Why Data Matters

Garbage in, garbage out. You are what you eat. You reap what you sow.

You might remember these phrases from your childhood (or even use them with your own children today). And while you probably don’t associate them with AI, these old adages have never been more true than when it comes to training and using large language models.

At each step in the process of training and tuning a model, data plays a critical role. If “good” training data is not used during the initial development of a foundation model, then models typically struggle to properly “understand” or generate language.

If “good” training data is not used during the subsequent retraining or fine-tuning of a model, then the results can be just as severe. Even well-trained foundation models can suffer from scary-sounding phenomena like catastrophic forgetting, model autophagy disorder (MAD), or other forms of “model collapse” - all of which essentially mean that bad data can ruin a good model.

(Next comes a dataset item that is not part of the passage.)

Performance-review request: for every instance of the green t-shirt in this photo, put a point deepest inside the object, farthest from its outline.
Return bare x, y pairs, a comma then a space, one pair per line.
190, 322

Finally, if “good” data is not used during the development of retrieval-augmented generation (RAG) applications, then even the best models will produce confused, incomplete, or misleading outputs.

Only when good data is used throughout the training process can we expect any chance of producing complete, accurate outputs - i.e., reduced risks of omission or hallucination. What constitutes “good” data, however, varies based on the user case, preferences, and regulatory requirements of the beholder. For example, a consumer using a chat bot to come up with pet names will have a very different baseline than an attorney looking to redline contracts or draft a motion.

Training

Model training has historically required significant resources: vast amounts of training data, hundreds of GPUs, and thousands of hours of human effort to label the training or preference data. Improvements in hardware and software capabilities are changing the calculus of training a model from scratch, but the limiting factor in many situations is still often the training data itself. Many models, both open source and closed, are trained on similar data sets, typically including material from Wikipedia, StackExchange, Github, arXiv, Common Crawl, Books3, PubMed, and more.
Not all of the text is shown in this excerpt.